I'm glad Amanda is gone. Her constant growling was getting so tedious.

I predict it'll be down to Brooke, Carly and Fetus.

I'm really liking Chikiese and David Cook, though. They seem to be the only ones who are really *performing*

Unless Syesha does something dramatic, she's on her way out too.

Kristy Lee can go next - like I said before, we already have Carrie Underwood.

T.Vo:

Hey BRaps and Donna Martin --

I swear I'm not peeking at results, it would be no fun that way. I don't watch TV or read anything AI related until I'm done recapping the episode. I was totally wrong about Danny Noriega and Chikezie in past weeks, and I thought Danny'd still be around. I'd hoped Amanda would stick it out for the Top 10 since she's incredibly entertaining. The only reason why I didn't think Kristy Lee'd be sent home was because they set it up to look inevitable during the performance show and her video confessional, and they always like to "surprise" us, right?
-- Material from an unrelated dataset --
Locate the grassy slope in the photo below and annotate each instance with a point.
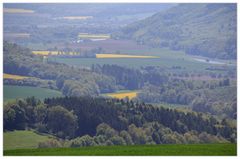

Also, when we post our entries, it doesn't automatically get published in real-time (recappers) since we don't push it to the site ourselves. It often sits there for some hours before it's actually put on the site by our editors like Flipit, and that's what time it shows up. I finished my recap on Wednesday in the late afternoon here in LA but it didn't get published till the late evening.

Sorry to sound defensive, but recapping for TVgasm is really a labor of love and I try to finish as fast as I can since I have a real day job and work to get to. Recaps of shows as long as this often take me 8+ hours to complete, sadly. There's a lot of re-watching, pausing, and reflecting. I know I'm a slowpoke, but I'll work on being faster and getting the recaps posted earlier in the day.

flallet:

I was thinking the same thing about how the predictions seemed a little forced. But now that I've read your comment, I believe that you don't "peek."

I really want Kristy Lee to go. She's so incredibly boring and flat. I hope she doesn't pull one of those acts again where she says something totally random at the end of a boring performance.

I liked all of the analogies and really appreciate all of the time you put into the recap! 9 pages is impressive!

BRaps:

T.Vo -

I sincerely apologize for my accusation. I shouldn't have posted that, especially since I had no proof! Forgive me!!!! I must have been feeling bitter about my poor performance in the office American Idol pool.

Anyways, I love your recaps and appreciate all the effort you put into them. Please keep up the good work!